Looking back now, with this excellent five-disc retrospective spread out in front of me, several things flash across the mind, dredged from bourbon-soaked memory banks; just how great Skid Row actually were for a short while, for instance, and how they fell from grace in similarly short order for another. If Joe Elliot was right, and it really was better to burn out than fade away, then Skid Row’s career – in it’s original inception, at least – was the perfect example of hair metal crashing and burning done right.
The band’s debut, released in 1989, is almost perfect. Even forgotten gems like Midnight Tornado sound just as good now in all their junior Dokken glory as they did ‘back in the day’, whilst the established big hitters – Youth Gone Wild, I Remember You, 18 And Life – still stand tall amongst the best songs of their type ever committed to wax. And then some…
But hair metal had seen it’s best days by 1991, when the band returned with Slave To The Grind; pressured by the world and his wife to lose a bit of the glam and replace it with a bit of dirt-under-the-fingernails-heavy-metal-thunder, Monkey Business, The Threat and the title track did just that. Scotti Hill and Dave Szabo tuned down and rocked out, whilst Sebastian Bach unleashed an unholy mix of Halford and Dirkschneider from the bowels of somewhere or other, in the process causing us to believe that yes, Skid Row really had grown with the times. But for every action there’s a reaction, and STTG was filled with just too many slices of unconvincing filler to please either long-term fans or newbies attracted by the bike chain-swinging bravura of the title track.

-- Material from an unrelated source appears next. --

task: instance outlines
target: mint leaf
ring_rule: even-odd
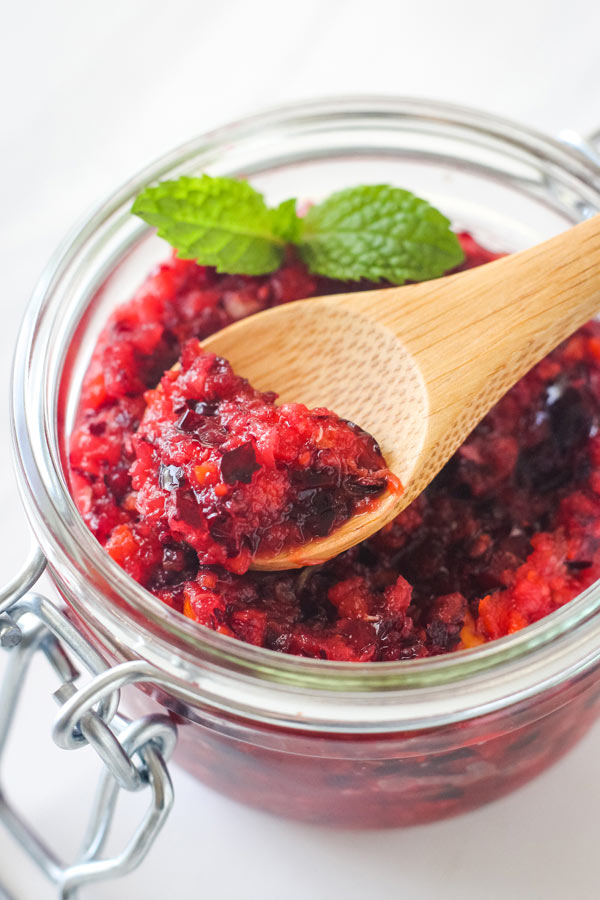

Thoughtfully, label BMG don’t just give us the full length albums here, so you’ll get the 1992 stopgap B-Side Ourselves thrown in as a period piece curiosity; And whilst the throwaway take on the Ramones‘ Psycho Therapy may have simply served to remind us just how ‘punk’ bassist Rachel Bolan was, there are some fine morsels to be found, notably in a Hill-inspired take on the Hendrix classic Little Wing and a fine reading of the oft-overlooked Judas Priest classic Delivering The Goods. Both are worth the price of admission on their own.
1995’s Subhuman Race saw the band running on empty creatively, swamped by grunge and the burgeoning strains of nu-metal and riven by personality clashes that saw Bach growing steadily away from the rest of the band. Listening back now, in an age where harsh sounds and speedy rhythms have become second nature, the album doesn’t seem quite the stinker it was viewed as first time around; The title track is a piss n’vinegar-filled exercise in metal as catharsis, whilst final track Iron Will pointed to a possible future for the band as a bona-fide hard metal proposition should they have wanted it. But they didn’t, and the rest, as they say, is history.
This collection is rounded out by the inclusion of the band’s 1995 Live EP Subhuman Beings on Tour, which features a midlife-crisis stricken Rob Halford on a venomous, quite brilliant version of Deliver The Goods alongside Slave To The Grind, Monkey Business, Riot Act, Beat Yourself Blind and, inexplicably, another version of Psycho Therapy.
Bach was destined to roam the skyways Row-free for eternity, it seems, as the band elected to carry on with a variety of other vocalists rather than bury the hatchet; as that situation doesn’t look like resolving itself anytime soon, this set looks like a timely reminder of just how good the original lineup was, is, and always will be. Well worth a listen, especially if you missed out on the curio EPs first time around.